Certifications are widely used by companies as advertisement, showing the company is reliable. The more certifications the better. Of course, having a lot certification can show the reliability of an organization, however that is not the case by default! Knowing the purpose of a certification and understanding the scope is crucial when you really want to gain trust by assessing certifications.
Certifications regarding the internal organization of your Service Organization
Certifications can be used to obtain comfort of the operations of an organization. For example: ISO 9001 will provide comfort regarding the quality management of an organization’s internal business processes. Such a certification does not directly provide comfort to the environment that is part of the customer’s responsibility. Also, for ISO 27001 the scope can include the service provided to the customer, however it can also solely include the sales process of the internal organization. Just obtaining a certificate and showing it on your website does not mean the services you use are included in the scope or has impact on the services you use. Therefore; if your organization demands a supplier to be certified, check the services/scope that is included in the certification.
Certifications regarding the services offered to you as a client
Besides certifications that are related to the internal organization, some certifications are designed to specifically certify the services to the client, like PCI-DSS and SOC-reporting. These certifications specifically address how the service organization manages their client services. Instead of showing that the internal organization has an effective information management process, these certifications specifically address the requirements with respect to the services you use. Also, for certifications regarding client services, again the scope is important. For example, within SOC reporting a specific scope is defined. If your organization is using additional services offered by the service organization or uses a difficult physical site and it is not included in the scope, you cannot rely on the certification for those specific services.

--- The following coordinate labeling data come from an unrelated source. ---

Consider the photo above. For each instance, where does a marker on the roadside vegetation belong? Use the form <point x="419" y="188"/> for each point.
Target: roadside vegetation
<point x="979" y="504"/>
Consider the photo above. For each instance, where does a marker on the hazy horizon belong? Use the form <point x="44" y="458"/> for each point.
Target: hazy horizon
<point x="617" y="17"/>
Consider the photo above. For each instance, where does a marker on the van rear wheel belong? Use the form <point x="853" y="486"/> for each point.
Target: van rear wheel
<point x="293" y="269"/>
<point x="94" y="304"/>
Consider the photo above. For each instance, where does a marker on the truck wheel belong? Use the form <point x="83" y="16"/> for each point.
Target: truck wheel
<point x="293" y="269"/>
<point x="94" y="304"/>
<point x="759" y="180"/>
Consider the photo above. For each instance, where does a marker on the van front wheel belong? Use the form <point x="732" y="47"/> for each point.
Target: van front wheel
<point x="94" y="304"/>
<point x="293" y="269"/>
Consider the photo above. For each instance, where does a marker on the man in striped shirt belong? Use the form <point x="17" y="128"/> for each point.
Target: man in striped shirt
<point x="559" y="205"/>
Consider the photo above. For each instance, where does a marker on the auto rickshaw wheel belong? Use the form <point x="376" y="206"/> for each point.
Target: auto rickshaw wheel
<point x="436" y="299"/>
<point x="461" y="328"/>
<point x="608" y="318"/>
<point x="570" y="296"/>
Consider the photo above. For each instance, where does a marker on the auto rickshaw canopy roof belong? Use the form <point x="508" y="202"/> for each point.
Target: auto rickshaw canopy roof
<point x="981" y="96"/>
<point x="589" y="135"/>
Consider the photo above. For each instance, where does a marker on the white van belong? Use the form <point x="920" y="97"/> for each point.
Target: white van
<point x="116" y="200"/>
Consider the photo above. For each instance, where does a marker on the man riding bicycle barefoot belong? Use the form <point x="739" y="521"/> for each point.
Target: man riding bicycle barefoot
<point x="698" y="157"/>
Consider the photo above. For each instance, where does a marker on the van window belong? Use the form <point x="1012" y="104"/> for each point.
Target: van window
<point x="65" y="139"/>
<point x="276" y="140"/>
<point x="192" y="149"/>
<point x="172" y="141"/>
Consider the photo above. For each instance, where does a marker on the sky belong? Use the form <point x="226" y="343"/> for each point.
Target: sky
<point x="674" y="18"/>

The certification purposes
Besides looking at the scope of the certification, it must be determined if the purpose of the certification is relevant for your service organization. For example, a data center can be certified to comply to NEN 5710 (information security on medical data), however if the data center does not have access to the information, requesting that certification is not useful. The data center can be a control used by the holder of the certificate, but an auditor cannot assess how the data center handles medical data if the data center does not have access to that data.
Another example is the GDPR certification that can be obtained by companies. Using a company that is GDPR certified will not mean that your organization can rely on that certifications. Such a certification means that the company that has the GDPR certification complies to the GDPR for the personal data they store and can access.
To conclude, certifications are widely used by organizations to show their companies processes are the best and their clients can trust them. It is important to not just list certifications and ‘check-in-the-box’ when selecting your suppliers. When you know which processes and services are important for you, you can assess the certification and the certifications brings the value they should bring.